Dick Harpootlian, a former chair of the South Carolina Democratic Party who has been outspoken in his wish for Biden to run, told ABC that Biden's family seems more supportive than not of a run.
Harpootlian said that while he has not had a direct conversation about running with the vice president or his formal advisers, the pace of political operations is picking up.
"This isn't some snap decision. He really is weighing how this would impact his family. How crazy is that?" he said.
The vice president and his team know they need to move fairly quickly if he's going to run against Clinton, Harpootlian said.
"My sense around the country is there's tremendous support there. He's got to gauge that. And then he's got to do a gut check," he said.
In the most recent ABC News-Washington Post poll released July 20, Clinton stood at the head of the Democratic pack with the backing of 63 percent of registered Democrats compared to 14 percent for Vermont Sen.
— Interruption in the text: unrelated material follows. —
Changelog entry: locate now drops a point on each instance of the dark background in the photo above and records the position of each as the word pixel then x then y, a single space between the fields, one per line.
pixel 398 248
Bernie Sanders and 12 percent for Biden.
However, the poll also found that less than half -- 42 percent -- of Clinton’s supporters describe themselves as "very enthusiastic." Seventy-two percent of Democrats and Democratic-leaning independents said they are satisfied with their choice of candidates, potentially leaving some wiggle room for Biden.
When ABC’s George Stephanopoulos interviewed Biden on "Good Morning America" in January, he said "there's a chance" that he would challenge Clinton, but added, "I don’t think I have to make up my mind until the summer."
In the interview he said he considered the presidential contest "wide open on both sides."